マダムようの映画日記

毎日せっせと映画を見ているので、日記形式で記録していきたいと思います。ネタバレありです。コメントは事前承認が必要です。

エレファント

2008-11-18 12:14:02 | 映画ーDVD
ーエレファントーELEPHANT
2003年 アメリカ
ガス・ヴァン・サント監督
ジョン・ロビンソン(ジョン)アレックス・フロスト(アレックス)エリック・デューレン(エリック)イライアス・マッコネル(イーライ)ジョーダン・テイラー(ジョーダン)ティモシー・ボトムズ(ジョンの父)

【解説】
全米を震撼させたコロラド州コロンバイン高校の銃乱射事件に衝撃を受けた、『誘う女』のガス・ヴァン・サント監督入魂の問題作。彼は世界に向けて「なぜ?」と問い続ける。素人の高校生の実体験から真実の言葉を引き出した本作は、2003年のカンヌ国際映画祭で史上初のパルム・ドールと監督賞のW受賞という快挙を果たした。“あの事件”の脆くて傷つきやすい少年達の日常がリアルで切ない。静かだが強い衝撃を残す最高傑作だ。

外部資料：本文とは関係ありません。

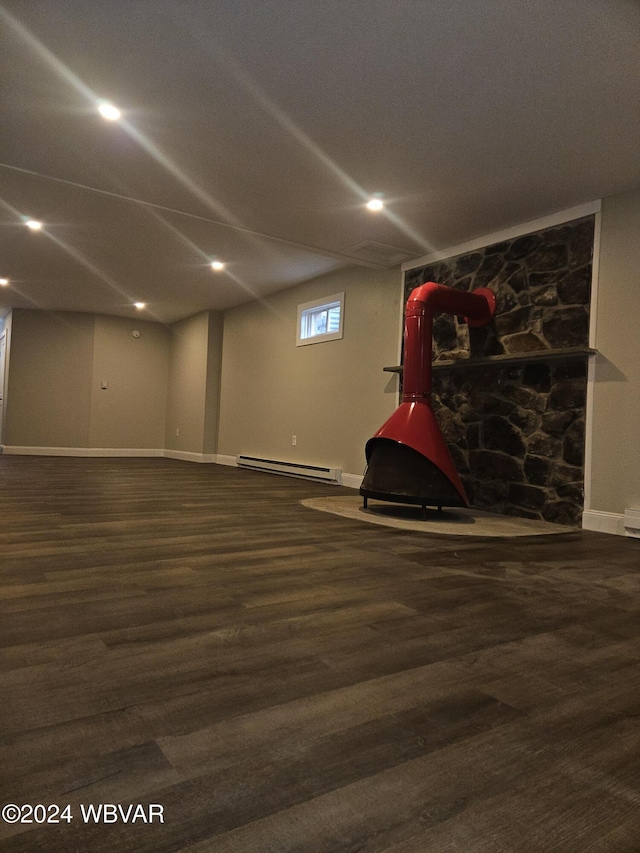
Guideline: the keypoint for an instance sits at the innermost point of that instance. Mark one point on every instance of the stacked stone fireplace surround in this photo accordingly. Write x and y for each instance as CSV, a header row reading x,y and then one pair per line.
x,y
510,397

(シネマトゥデイ)

【あらすじ】
オレゴン州ポートランド郊外の高校。ジョン(ジョン・ロビンソン)はアル中の父親のせいで遅刻し、イーライ(イライアス・マッコネル)はカメラ片手に公園を散歩。いつもと同じ一日のはずだったが……。(シネマトゥデイ)

【感想】
ガス・ヴァン・サント監督の「パラノイド・パーク」があまりにもわからなかったものだから、評価の高いこの作品を見ることにしました。

タイトルは、盲目の男たちが象を触り、部分的な感触からある者は木、ある者は蛇を連想したが、誰も象の全体像を把握できなかったという仏教の寓話に由来するそうです。

種あかしをすれば、この作品は、全米を震撼させたコロラド州コロンバイン高校の銃撃事件から衝撃を受けて作られたものです。

でも、何も知らずに見ていると、やけに美しい秋の空と、のんびりした高校生活の描写が全編の9割を占めています。

繰り返し繰り返しながれる高校生たちの日常のなかに、ひとりひとりに名前があり、個性があり、悩みがあることが観客にも伝わってきます。

美しいピアノの旋律。
それを奏でている少年の胸の内は誰にもわかりません。
彼は、シューティングゲームを淡々とこなし、宅配ピザでも頼むように銃を何丁も買い、武装して高校へ乗り込みます。
性的な経験のないことも、学校でいじめに遭っていることも描かれていますが、これは重要な情報なのでしょうか?

撃たれる側にも、仲間はずれになっている女子高生がいました。
みんな、高校生なんです。

この作品は「ボーリング・フォー・コロンバイン」のように「なぜ?」とは問いかけません。
もちろん、答えもありません。
観客に問題は丸投げされています。
そこに、この監督の観客への信頼が感じられ、知性の高い作品だと思いました。

こういう事件が起きないように、ひとりひとりが何をすればいいのか、考えるきっかけになる映画の一つだと思いました。